The faded decoration over the main entrance seems to be a stylized version of the arms of Lithuania, but old Pa Pitt would be delighted to be corrected.
The Iroquois Building, which takes up a whole block of Forbes Avenue, was designed by Frederick Osterling, Pittsburgh’s most consistently flamboyant architect. Osterling designed in a variety of styles: he had his own ornate version of Richardsonian Romanesque, and his last large commission was the Flemish-Gothic Union Trust Building. Here, as in the Arrott Building downtown, he adapts Beaux-Arts classicism to his own flashier sensibilities. The building was finished in 1903.
This clock sits in front of the central light well—a typically ornate Osterling detail.
A naked brick front would never do for Osterling; it must be constantly varied in shape and texture. These grotesque reliefs help.
This sadly abandoned building, which has its own Wikipedia article, has been sitting empty in what has become a valuable part of Oakland for at least three years. It has come into the hands of the University of Pittsburgh, as everything in Oakland does sooner or later, and Pitt wants to demolish it. Preservationists want to keep it, because it is an important part of Croatian-American history. Pitt usually wins.

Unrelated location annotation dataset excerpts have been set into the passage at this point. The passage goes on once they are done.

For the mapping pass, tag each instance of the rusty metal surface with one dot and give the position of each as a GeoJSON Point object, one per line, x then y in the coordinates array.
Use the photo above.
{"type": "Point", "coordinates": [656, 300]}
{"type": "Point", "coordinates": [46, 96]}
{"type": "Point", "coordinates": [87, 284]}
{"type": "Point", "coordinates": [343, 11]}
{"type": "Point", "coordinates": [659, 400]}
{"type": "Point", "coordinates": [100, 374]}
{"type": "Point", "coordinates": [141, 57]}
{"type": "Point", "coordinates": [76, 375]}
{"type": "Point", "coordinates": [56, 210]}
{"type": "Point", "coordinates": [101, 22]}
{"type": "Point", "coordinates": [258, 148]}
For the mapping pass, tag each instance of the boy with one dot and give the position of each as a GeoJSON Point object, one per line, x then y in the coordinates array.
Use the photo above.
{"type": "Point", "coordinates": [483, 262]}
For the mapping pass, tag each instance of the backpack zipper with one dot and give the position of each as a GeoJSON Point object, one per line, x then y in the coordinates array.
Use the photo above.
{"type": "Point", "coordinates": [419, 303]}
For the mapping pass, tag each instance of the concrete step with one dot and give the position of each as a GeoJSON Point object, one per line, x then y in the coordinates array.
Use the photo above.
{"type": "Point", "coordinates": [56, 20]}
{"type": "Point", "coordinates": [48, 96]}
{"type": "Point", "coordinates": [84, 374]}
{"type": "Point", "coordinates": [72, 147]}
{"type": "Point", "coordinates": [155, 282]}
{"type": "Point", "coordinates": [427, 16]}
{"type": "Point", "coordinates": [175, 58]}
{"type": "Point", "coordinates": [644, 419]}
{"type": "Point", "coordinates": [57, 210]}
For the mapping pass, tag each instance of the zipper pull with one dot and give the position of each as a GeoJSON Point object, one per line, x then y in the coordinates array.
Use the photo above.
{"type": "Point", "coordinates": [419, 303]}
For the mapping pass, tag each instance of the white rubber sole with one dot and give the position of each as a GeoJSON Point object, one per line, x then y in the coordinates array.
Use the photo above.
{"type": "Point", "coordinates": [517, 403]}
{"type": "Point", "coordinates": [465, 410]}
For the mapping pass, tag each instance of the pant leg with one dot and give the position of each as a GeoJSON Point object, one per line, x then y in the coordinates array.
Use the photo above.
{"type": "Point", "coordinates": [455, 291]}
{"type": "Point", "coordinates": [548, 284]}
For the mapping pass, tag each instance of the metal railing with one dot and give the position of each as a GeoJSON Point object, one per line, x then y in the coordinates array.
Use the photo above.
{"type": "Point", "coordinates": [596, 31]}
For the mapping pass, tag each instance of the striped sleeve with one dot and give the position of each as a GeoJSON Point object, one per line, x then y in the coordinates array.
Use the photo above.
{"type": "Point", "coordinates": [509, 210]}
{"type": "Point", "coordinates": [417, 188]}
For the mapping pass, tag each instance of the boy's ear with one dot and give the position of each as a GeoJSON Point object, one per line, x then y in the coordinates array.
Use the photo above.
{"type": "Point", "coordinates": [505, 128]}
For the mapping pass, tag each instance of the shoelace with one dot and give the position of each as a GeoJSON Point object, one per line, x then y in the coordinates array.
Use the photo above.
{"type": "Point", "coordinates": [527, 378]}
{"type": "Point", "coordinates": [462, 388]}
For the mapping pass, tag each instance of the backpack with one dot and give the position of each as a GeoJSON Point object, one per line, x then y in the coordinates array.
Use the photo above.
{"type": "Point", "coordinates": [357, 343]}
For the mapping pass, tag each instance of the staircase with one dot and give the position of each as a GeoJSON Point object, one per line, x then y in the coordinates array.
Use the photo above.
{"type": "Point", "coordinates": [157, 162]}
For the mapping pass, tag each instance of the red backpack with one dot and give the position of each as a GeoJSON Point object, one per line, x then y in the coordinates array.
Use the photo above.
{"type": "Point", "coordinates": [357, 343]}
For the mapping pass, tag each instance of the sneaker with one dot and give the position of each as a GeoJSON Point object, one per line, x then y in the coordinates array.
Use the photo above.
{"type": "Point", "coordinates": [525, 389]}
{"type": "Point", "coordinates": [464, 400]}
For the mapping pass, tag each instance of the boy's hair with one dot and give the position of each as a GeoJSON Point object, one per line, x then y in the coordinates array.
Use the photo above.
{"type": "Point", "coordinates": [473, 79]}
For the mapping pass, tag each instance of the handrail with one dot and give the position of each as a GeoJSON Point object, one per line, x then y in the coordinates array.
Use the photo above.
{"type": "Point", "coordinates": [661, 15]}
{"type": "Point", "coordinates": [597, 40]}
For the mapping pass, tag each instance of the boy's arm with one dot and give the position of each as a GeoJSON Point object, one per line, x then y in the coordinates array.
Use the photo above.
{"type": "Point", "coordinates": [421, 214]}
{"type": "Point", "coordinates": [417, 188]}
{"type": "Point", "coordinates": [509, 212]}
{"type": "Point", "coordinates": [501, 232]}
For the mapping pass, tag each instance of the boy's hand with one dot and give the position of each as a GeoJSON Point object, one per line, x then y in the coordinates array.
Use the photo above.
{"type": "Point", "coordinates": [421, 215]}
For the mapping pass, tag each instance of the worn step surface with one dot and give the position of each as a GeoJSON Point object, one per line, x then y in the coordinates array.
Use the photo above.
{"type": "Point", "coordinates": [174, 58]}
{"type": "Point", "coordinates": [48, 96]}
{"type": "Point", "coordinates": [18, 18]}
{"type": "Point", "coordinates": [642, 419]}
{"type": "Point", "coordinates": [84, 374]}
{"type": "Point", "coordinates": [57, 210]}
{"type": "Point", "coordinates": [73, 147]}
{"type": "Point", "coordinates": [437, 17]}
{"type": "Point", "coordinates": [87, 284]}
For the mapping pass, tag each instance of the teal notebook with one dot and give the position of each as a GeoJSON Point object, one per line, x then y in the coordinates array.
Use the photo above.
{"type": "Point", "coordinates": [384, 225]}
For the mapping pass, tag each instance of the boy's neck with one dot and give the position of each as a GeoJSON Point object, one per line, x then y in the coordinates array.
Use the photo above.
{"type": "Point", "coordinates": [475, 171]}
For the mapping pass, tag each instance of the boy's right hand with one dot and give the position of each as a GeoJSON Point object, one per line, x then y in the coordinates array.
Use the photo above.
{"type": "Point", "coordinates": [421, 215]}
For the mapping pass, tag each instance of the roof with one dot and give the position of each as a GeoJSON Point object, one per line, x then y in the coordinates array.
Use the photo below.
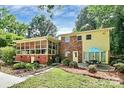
{"type": "Point", "coordinates": [37, 39]}
{"type": "Point", "coordinates": [88, 31]}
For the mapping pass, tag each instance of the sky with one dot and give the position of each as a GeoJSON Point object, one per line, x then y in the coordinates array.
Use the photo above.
{"type": "Point", "coordinates": [63, 18]}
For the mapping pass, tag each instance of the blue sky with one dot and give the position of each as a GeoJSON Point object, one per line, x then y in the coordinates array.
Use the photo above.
{"type": "Point", "coordinates": [63, 18]}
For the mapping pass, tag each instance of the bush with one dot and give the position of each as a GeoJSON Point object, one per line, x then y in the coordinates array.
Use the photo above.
{"type": "Point", "coordinates": [7, 54]}
{"type": "Point", "coordinates": [20, 65]}
{"type": "Point", "coordinates": [30, 66]}
{"type": "Point", "coordinates": [3, 42]}
{"type": "Point", "coordinates": [65, 62]}
{"type": "Point", "coordinates": [119, 67]}
{"type": "Point", "coordinates": [92, 69]}
{"type": "Point", "coordinates": [50, 62]}
{"type": "Point", "coordinates": [36, 65]}
{"type": "Point", "coordinates": [73, 64]}
{"type": "Point", "coordinates": [57, 59]}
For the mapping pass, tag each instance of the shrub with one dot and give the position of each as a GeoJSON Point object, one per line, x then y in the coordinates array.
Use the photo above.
{"type": "Point", "coordinates": [36, 65]}
{"type": "Point", "coordinates": [57, 59]}
{"type": "Point", "coordinates": [20, 65]}
{"type": "Point", "coordinates": [65, 62]}
{"type": "Point", "coordinates": [7, 54]}
{"type": "Point", "coordinates": [50, 62]}
{"type": "Point", "coordinates": [119, 67]}
{"type": "Point", "coordinates": [73, 64]}
{"type": "Point", "coordinates": [29, 66]}
{"type": "Point", "coordinates": [3, 42]}
{"type": "Point", "coordinates": [92, 69]}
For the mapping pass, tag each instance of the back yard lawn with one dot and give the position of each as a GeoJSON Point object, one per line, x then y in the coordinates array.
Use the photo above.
{"type": "Point", "coordinates": [57, 78]}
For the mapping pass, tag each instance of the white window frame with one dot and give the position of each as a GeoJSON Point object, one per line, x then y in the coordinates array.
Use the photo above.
{"type": "Point", "coordinates": [67, 39]}
{"type": "Point", "coordinates": [67, 53]}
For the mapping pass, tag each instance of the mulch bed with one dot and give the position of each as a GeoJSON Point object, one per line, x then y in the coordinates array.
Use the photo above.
{"type": "Point", "coordinates": [21, 72]}
{"type": "Point", "coordinates": [110, 75]}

The architect was Pierre A. Liesch, a disciple of the great Frederick Osterling. Liesch is credited with some of the detail on the Union Trust Building downtown: “Liesch was a native of Luxembourg and later used a similar Flemish Gothic style for his design of the Croatian Fraternal Union Building,” says Wikipedia. “Similar” is generous. The Union Trust Building is, in Old Pa Pitt’s opinion, a work of colossal genius. This building is interesting and, again in Father Pitt’s opinion, not in the best taste. (His opinion might be different if the building still had the “highly ornate overhanging cornice and a pointed-arch apex topped with a sculptural element” mentioned in the Wikipedia article.) Of course it may well be that the Croatian clients had no budget for colossal genius, and Mr. Liesch gave them what they could afford.
There is still at least one architect in Pittsburgh who can work in the Gothic idiom with modern materials. His name is David J. Vater, and he designed this building on Dithridge Street (which opened in 2007) and the Ryan Catholic Newman Center around the corner on Bayard Avenue. His listing on Porch.com has this to say about his firm: “Based in Pittsburgh, David J Vater Ra is an architectural firm that provides bathroom design, site planning, and master planning as well as other services.” The fact that bathroom design is mentioned first suggests that the demand for grand Gothic institutional buildings is low.
The Second Empire style is named after the Second French Empire of Napoleon III. Its most obvious characteristic is the mansard roof with dormers, which supposedly arose in France because, in buildings that were taxed by their interior space, attics were not taxed, and the space under the roof counted as an attic no matter how accommodating it was. The building here at the corner of Carson and 18th Streets is a splendid example of the Pittsburgh implementation of the style.